Un uomo si risveglia in una Chevrolet completamente distrutta nel bel mezzo di un bosco deserto, immerso in una fitta vegetazione. Il suo volto è livido e ricoperto di ferite e sangue, le sue gambe sono incastrate nell’auto e sui sedili posteriori c’è un cadavere, ma l’uomo non lo riconosce e non ricorda nulla di ciò che è successo e ignora la sua identità. Da una sceneggiatura di Christopher Dodd, “Wrecked” vorrebbe essere un thriller claustrofobico, ma la trama potenzialmente interessante viene appiattita dalla totale mancanza di dialogo e dall’eccessiva staticità delle riprese, ridotte esclusivamente al bosco umido e insidioso.
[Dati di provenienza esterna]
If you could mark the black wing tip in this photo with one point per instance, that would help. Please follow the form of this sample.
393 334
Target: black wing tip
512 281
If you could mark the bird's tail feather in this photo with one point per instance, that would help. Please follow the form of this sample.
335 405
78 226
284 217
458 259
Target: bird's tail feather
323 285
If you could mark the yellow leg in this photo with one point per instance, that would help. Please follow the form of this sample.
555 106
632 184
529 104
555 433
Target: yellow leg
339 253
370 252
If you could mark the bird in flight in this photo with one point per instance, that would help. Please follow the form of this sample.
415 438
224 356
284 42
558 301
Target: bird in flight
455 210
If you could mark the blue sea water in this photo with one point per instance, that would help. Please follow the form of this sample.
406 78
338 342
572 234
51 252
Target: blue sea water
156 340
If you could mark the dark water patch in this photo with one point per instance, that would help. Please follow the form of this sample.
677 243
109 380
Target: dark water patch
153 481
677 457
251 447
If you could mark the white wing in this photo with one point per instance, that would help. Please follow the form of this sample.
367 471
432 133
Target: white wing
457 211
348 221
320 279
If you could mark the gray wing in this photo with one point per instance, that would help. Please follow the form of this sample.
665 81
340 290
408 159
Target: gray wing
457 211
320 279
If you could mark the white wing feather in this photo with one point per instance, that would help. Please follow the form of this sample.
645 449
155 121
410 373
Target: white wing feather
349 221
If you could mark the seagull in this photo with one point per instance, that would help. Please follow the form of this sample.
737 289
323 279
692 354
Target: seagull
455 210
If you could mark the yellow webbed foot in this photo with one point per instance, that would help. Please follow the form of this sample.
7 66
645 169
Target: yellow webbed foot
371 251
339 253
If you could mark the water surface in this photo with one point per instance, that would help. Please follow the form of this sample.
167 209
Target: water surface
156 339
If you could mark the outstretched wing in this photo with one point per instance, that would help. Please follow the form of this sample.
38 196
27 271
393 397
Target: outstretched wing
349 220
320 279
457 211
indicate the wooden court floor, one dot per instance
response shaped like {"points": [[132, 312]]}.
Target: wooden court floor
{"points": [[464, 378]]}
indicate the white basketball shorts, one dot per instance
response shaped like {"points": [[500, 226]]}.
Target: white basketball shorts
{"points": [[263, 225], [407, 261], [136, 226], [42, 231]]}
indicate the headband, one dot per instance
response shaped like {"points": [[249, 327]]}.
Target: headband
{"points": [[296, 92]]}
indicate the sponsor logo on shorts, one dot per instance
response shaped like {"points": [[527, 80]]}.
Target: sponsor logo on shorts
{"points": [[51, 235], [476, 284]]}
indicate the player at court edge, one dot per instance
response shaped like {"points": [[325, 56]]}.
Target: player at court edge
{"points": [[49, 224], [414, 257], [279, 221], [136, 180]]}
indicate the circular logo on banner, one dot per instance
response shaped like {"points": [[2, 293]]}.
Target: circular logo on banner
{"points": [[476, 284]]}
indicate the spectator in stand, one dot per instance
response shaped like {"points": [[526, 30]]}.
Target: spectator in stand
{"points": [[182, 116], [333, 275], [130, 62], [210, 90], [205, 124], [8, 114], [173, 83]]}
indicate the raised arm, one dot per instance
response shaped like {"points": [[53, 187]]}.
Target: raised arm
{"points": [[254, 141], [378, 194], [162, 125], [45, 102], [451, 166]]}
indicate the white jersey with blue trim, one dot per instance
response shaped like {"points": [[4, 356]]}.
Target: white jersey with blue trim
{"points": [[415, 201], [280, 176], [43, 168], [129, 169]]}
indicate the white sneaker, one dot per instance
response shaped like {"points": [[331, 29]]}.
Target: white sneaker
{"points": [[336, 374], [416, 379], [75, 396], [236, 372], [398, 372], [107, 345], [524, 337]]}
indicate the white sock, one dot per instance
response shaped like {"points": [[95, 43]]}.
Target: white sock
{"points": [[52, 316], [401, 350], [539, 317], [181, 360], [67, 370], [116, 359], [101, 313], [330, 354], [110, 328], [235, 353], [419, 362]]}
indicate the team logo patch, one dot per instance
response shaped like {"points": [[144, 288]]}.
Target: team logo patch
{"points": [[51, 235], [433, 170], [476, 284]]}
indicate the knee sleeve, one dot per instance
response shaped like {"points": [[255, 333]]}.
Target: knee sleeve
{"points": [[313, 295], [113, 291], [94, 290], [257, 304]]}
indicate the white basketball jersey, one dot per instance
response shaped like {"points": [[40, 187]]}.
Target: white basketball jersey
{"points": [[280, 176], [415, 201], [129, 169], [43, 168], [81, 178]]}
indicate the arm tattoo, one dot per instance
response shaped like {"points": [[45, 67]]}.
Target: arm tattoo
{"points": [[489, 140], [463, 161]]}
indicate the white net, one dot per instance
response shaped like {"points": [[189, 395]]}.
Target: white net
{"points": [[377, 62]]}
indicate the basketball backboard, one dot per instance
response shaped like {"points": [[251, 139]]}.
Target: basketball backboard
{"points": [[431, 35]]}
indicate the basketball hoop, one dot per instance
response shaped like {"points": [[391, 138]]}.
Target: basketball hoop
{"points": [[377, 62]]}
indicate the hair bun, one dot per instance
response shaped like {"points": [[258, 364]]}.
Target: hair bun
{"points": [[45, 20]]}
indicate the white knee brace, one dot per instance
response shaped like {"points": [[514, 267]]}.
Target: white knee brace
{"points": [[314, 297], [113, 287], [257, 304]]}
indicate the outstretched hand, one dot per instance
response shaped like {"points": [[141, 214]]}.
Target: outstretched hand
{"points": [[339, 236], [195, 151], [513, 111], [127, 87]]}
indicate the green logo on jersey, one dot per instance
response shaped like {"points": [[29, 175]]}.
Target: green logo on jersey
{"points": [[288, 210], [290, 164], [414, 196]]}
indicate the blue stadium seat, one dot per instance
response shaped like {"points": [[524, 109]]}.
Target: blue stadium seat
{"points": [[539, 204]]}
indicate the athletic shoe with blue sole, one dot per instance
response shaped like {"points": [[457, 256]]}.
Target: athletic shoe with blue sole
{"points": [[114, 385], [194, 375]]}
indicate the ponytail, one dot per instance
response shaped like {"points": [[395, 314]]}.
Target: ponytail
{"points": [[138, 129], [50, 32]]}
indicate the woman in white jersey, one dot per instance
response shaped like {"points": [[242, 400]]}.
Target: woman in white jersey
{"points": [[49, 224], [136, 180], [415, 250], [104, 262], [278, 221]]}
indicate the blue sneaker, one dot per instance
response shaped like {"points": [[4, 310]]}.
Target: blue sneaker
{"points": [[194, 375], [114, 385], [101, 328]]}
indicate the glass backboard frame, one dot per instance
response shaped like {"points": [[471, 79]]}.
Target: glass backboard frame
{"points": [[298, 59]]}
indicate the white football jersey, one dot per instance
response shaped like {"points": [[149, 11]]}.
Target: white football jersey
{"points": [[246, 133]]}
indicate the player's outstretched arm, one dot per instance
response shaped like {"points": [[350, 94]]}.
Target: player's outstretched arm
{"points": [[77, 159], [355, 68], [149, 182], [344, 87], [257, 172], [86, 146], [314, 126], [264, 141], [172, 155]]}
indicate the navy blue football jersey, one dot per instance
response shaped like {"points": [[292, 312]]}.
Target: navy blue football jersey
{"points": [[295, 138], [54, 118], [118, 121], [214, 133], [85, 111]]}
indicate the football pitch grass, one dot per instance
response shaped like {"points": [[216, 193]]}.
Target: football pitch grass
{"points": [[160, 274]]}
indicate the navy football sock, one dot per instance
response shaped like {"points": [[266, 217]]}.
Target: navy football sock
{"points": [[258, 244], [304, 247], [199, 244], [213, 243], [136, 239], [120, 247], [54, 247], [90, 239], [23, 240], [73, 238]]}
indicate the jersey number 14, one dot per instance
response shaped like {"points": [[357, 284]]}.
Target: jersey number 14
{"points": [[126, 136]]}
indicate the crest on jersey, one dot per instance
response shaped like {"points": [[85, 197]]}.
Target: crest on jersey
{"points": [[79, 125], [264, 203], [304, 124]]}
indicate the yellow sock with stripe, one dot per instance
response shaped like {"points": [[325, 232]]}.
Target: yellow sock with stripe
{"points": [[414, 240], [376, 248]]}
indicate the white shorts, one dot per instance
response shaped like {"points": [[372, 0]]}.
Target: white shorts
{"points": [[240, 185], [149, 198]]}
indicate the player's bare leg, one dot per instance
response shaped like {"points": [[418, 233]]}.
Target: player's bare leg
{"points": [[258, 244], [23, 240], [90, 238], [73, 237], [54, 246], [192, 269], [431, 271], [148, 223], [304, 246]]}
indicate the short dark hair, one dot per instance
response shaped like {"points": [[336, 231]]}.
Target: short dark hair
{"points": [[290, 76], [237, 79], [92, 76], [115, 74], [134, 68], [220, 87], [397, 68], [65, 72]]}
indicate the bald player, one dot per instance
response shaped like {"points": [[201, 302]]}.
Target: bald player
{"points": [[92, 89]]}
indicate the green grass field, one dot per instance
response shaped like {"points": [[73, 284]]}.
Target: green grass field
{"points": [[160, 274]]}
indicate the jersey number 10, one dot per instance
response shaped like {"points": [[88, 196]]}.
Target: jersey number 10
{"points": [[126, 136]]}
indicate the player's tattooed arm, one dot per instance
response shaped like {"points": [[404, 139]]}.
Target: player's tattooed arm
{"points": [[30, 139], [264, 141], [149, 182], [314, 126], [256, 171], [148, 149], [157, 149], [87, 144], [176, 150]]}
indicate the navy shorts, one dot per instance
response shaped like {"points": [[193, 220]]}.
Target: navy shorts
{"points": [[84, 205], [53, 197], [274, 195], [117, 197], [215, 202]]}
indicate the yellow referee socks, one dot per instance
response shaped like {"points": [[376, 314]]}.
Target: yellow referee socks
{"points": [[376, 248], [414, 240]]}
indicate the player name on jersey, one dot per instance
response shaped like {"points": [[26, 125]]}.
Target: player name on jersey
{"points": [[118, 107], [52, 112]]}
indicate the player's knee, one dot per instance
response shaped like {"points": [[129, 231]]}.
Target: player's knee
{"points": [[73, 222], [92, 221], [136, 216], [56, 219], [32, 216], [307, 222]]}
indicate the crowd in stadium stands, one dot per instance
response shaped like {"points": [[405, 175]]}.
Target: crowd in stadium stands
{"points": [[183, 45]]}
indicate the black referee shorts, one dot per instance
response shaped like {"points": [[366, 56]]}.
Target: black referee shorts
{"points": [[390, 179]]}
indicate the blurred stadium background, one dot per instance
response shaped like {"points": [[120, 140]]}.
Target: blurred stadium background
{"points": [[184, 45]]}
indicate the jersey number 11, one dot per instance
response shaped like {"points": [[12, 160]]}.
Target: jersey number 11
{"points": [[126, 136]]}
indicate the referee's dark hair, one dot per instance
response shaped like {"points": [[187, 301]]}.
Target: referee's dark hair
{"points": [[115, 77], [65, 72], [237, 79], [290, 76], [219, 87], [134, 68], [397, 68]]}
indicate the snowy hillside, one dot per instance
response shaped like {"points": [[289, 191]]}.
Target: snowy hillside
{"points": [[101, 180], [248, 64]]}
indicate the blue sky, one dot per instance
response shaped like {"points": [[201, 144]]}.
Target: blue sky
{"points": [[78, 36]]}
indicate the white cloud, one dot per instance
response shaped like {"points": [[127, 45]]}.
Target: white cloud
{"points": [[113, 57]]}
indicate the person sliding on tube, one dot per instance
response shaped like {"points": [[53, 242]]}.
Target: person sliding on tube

Adrien Brody è un uomo allo stremo delle forze, la cui mente non riesce a distinguere più tra allucinazioni e realtà, e la verità arriva solo nella parte finale del film.

Greenspan utilizza molti campi stretti, forse per creare nello spettatore ansia e curiosità ma non ci riesce, riducendo invece la storia ad un noioso susseguirsi di lenti spostamenti di quest’uomo disperato che non trova una via d’uscita. Scarseggiano momenti di pathos e azione e il coinvolgimento è praticamente nullo. Un film fine a se stesso che non ha uno scopo, e forse l’unica cosa degna di nota è l’interpretazione di Adrien Brody, che comunque non riesce a dare il meglio di sè anche perchè il personaggio è povero e anonimo e non richiede particolari scelte recitative.